It is not a secret that total available market of hard drives significantly shrank in the recent years due to the slowing sales of PCs and popularization of SSDs for most low-end capacity devices. In a bid to stay profitable, leading hard drive makers attempt to lower their costs by optimizing product roadmaps, reducing production capacities and reducing overhead. In the recent weeks. Seagate has announced plans to cut its headcount by over 8,000 people within the next 12 months.

Seagate announced its first restructuring plan in late June, under which it plans to lay off 1,600 people worldwide, or about 3% of the company’s workforce. The decision will affect all geographies and organizations equally for the most part, Seagate indicated. The company said that the implementation of this plan would cause pretax charges of $62 million (recorded in the fiscal fourth quarter of 2016), but will help the company to save approximately $100 million on an annual run rate basis in the fiscal year 2017.

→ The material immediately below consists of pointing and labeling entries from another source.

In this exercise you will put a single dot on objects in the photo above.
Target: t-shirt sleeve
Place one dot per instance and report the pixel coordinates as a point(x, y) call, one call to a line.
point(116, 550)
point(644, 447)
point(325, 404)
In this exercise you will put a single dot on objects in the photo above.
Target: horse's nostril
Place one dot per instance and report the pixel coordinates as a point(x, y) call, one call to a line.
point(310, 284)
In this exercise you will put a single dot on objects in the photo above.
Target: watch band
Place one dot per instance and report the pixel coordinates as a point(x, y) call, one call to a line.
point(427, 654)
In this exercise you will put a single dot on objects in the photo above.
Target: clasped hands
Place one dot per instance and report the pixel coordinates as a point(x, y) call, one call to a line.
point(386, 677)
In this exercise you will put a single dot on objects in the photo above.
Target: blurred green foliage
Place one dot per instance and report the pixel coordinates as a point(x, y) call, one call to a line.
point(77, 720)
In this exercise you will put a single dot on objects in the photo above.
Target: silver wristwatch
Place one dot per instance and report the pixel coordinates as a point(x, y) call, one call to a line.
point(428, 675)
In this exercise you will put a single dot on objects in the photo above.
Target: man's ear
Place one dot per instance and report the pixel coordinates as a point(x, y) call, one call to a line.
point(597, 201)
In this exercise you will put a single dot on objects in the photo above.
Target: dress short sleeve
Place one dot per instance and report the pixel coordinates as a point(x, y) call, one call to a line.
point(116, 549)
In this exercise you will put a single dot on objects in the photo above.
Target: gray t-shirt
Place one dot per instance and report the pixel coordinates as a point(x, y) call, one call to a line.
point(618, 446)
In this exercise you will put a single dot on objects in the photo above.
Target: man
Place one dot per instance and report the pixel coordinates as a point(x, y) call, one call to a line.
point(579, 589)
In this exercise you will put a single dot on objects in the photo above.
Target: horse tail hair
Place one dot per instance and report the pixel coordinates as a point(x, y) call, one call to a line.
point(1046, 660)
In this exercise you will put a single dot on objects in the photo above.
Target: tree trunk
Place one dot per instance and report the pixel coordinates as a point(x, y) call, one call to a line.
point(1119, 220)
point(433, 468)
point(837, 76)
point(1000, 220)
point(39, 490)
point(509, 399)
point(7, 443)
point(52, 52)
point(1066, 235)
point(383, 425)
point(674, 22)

The second restructuring plan announced this week seems to be considerably more drastic than the first one. Seagate intends to reduce its workforce in Americas, Asia and EMEA by approximately 6,500 people, or 14% of its global headcount by the end of its fiscal year 2017. As a result, Seagate will lay off about 8,100 of its employees within the next 12 months in total. The move will cost the company $164 million, but is expected to significantly lower the manufacturer’s expenditures going forward.

While the measures to cut down the headcount seem rather significant, it looks like Seagate has not revealed all of its restructuring initiatives just yet. During its latest conference call in April, Seagate announced plans to reduce its manufacturing capacities from around 55 million to 60 million drives per quarter to approximately 35 million to 40 million drives per quarter. The decline in personnel it seems is only a part of the plan to cut down expenses and manufacturing capacities.

So far the company did not elaborate on its intentions regarding the reduction of manufacturing capacities, but this will likely happen in the coming weeks as Seagate decides to proceed with the plan. At present, it is unknown whether the move might trigger additional overhead optimizations, but this is a possibility.

In the Q4 of its fiscal 2016 (which is calendar Q2 2016) Seagate sold approximately 37 million HDDs, down from around 45.2 million in the same period a year ago, and earned about $2.65 billion in revenue, the company said in its statement. Seagate’s gross margin during the quarter was 25%, but the hard drive maker expects its margins to increase to 27-32% by late December thanks to its lower costs and increased sales of enterprise-class HDDs. Given the current sales of hard drives, Seagate might indeed need to reduce its production capacities since the company could produce significantly more drives that it could sell.